Christmas carols rang in Scrooge’s ears, driving him deeper into grumpiness and loneliness as he allowed himself to be bound by the chains of his own making. How I love the story of old Ebenezer Scrooge and the changes that came to his life during the days before Christmas. His transformation is an ageless parable for this Advent time. It can awaken in us memories of lessons we have already learned, an awareness of challenges we have yet to face, a recognition of depths that we still need to plumb. Ebenezer’s turnaround mirrors the longing for a better world that lives in all our hearts. It tells us that it is within our gift to make peace on this earth, to bring goodwill to people everywhere, to choose light and not darkness.

Within our hearts the ghost of Christmas past is stirred to life, bringing memories rich and plentiful of childhood Christmases. These memories awaken the longing for the traditional things of the season – the lights on the tree, the dancing flames of the fire, the candles on the mantelpiece and in the window. Out and about, the winter air tightens our breathing and each breath steams in front of us as we walk. The crisp night air and the piercing brightness of the stars lend themselves to our sense of anticipation. The frosty air hangs expectantly around the street lights and a smile rises on our lips as we await the celebration.
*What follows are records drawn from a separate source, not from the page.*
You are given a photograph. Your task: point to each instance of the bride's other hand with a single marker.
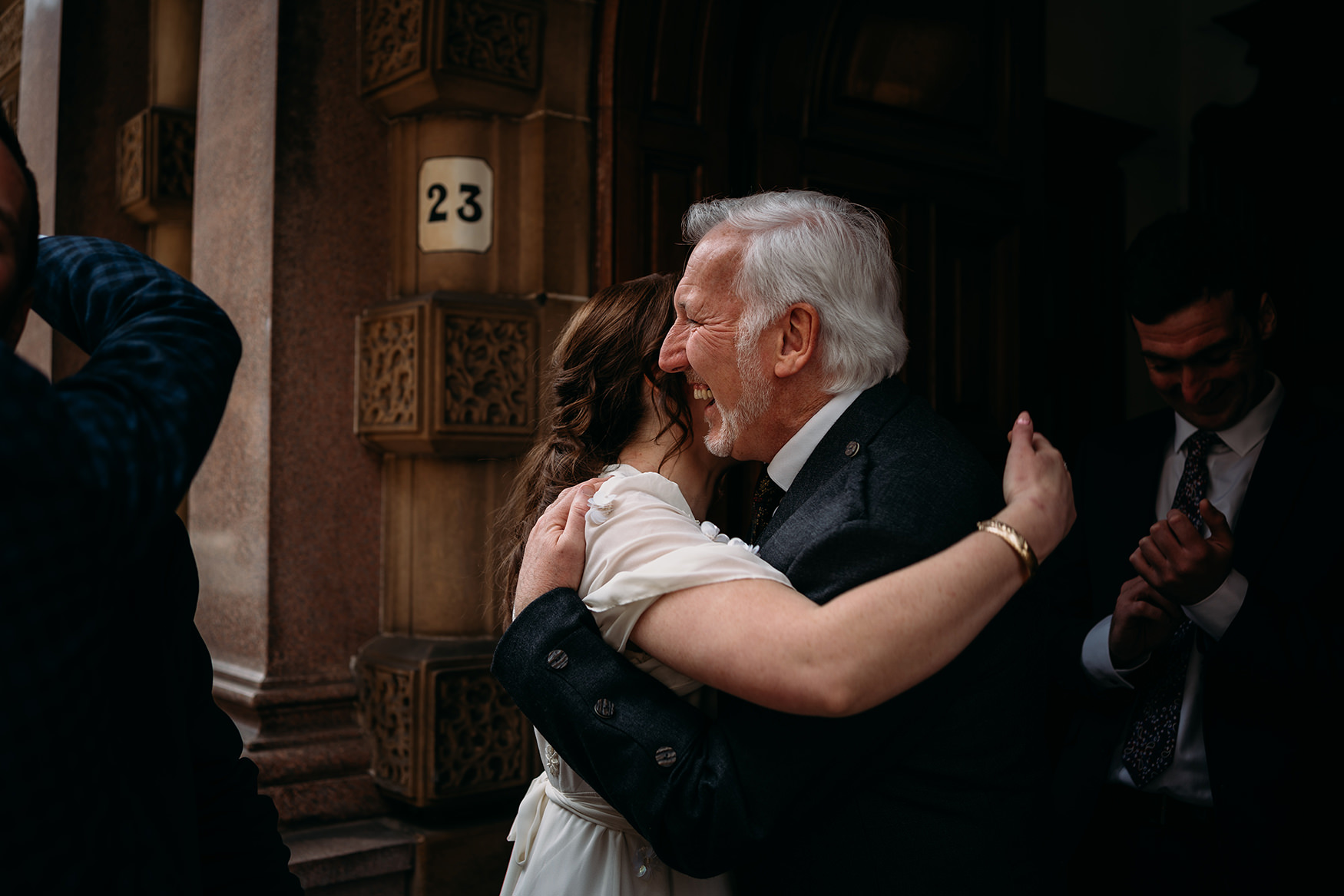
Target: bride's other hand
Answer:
(1038, 489)
(555, 547)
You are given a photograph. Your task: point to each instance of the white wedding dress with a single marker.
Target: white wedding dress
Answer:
(643, 541)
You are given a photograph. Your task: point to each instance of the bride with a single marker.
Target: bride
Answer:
(617, 415)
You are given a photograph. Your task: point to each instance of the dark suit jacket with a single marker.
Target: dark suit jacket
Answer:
(930, 793)
(118, 772)
(1270, 683)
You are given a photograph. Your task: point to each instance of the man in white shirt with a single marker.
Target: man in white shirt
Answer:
(1197, 627)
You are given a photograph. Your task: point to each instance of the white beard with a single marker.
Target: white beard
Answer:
(752, 406)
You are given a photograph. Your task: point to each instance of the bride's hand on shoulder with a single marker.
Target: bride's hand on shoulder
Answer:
(555, 547)
(1038, 488)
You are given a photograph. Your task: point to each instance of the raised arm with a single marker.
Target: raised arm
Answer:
(770, 645)
(120, 441)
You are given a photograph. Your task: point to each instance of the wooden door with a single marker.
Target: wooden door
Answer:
(928, 112)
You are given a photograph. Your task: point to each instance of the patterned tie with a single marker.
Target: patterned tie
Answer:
(1152, 742)
(763, 503)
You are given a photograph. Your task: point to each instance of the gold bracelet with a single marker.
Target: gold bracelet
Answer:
(1014, 539)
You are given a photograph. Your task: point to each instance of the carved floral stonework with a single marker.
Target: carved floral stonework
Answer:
(439, 723)
(485, 371)
(502, 41)
(156, 161)
(387, 372)
(480, 735)
(392, 35)
(422, 55)
(177, 156)
(387, 713)
(448, 374)
(11, 39)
And there are so many preparations — the cake to bake, the pudding to make, a turkey to order, the presents to buy and to wrap. Children will have spent hours poring over the pages of magazines, talking to their friends, surfing the net — months avidly listening to advertisements in a bid to decide what tempting gifts are on offer this Christmas. The letters will have been sent to Santa and all that has to be done is to wait and see what will be left under the Christmas tree.
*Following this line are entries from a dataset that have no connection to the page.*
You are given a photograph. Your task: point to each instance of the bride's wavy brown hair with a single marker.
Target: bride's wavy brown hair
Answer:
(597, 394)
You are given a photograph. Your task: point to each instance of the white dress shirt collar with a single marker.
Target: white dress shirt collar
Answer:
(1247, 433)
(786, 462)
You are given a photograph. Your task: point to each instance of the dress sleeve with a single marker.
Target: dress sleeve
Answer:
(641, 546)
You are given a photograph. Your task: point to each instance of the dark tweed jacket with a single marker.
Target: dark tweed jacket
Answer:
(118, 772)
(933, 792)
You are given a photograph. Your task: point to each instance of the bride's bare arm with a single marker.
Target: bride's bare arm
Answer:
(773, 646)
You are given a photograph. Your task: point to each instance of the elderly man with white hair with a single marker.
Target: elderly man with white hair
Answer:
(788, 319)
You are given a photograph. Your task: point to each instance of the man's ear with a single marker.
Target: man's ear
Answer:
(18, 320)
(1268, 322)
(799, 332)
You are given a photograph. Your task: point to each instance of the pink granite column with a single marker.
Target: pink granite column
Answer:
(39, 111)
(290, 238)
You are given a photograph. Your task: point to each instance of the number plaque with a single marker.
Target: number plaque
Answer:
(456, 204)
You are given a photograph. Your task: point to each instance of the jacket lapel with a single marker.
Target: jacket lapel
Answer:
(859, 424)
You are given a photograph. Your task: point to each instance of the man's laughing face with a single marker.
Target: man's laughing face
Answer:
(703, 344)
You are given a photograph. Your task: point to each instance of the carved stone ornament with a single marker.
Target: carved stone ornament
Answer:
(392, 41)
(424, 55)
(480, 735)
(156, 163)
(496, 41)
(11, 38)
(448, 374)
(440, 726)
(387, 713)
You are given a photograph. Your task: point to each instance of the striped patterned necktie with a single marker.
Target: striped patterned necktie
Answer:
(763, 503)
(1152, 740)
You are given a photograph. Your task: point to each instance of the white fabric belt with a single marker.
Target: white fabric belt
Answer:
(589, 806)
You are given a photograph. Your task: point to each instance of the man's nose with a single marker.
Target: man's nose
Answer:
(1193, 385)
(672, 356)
Soon the day will come and the reason for our excitement, our exchange of gifts, our lightness of step will be upon us — the day we celebrate the birth of Jesus Christ, the light of the world. Through him, we cannot tolerate the darkness. More than at any other time of the year, we are set upon the light and search out signs of the light: that which is seen in the bright eyes of excited children, the radiant lights of the city and the light of love and hope born in our hearts. All blend to remind us of the true light who would dispel darkness from the world.

So, during this time of anticipation, let’s try to make that journey from darkness to light in our hearts, in our words and in our deeds. Let’s make the same journey as Ebenezer Scrooge — the cranky old man who was changed by the new light that came to him at Christmas-time.

Their Fears, Our Fears

Lesley Carroll

As we each make our personal Advent journey to Bethlehem, we carry with us all our burdens, fears and anxieties. Mary and Joseph, who made that journey ahead of us, brought their own burdens to the birthplace of Jesus. It is easy to overlook the emotional storm they encountered as we view the serene figures in the Christmas crib. How different their reality must have been.

Mary’s Thoughts:
It’s been such a long journey. Thank God the end is in sight. I am so weary of travel; weary of carrying this child, bones aching, head throbbing, wondering if we will ever make it to Bethlehem. The time is near. I’ve been so willing, but as the time gets near I feel overwhelmed; after all, he is my son too and I have to give him the best love I can and the best guidance for his life. This child will change my life. I have seen my friends have children and their lives changed completely, overnight.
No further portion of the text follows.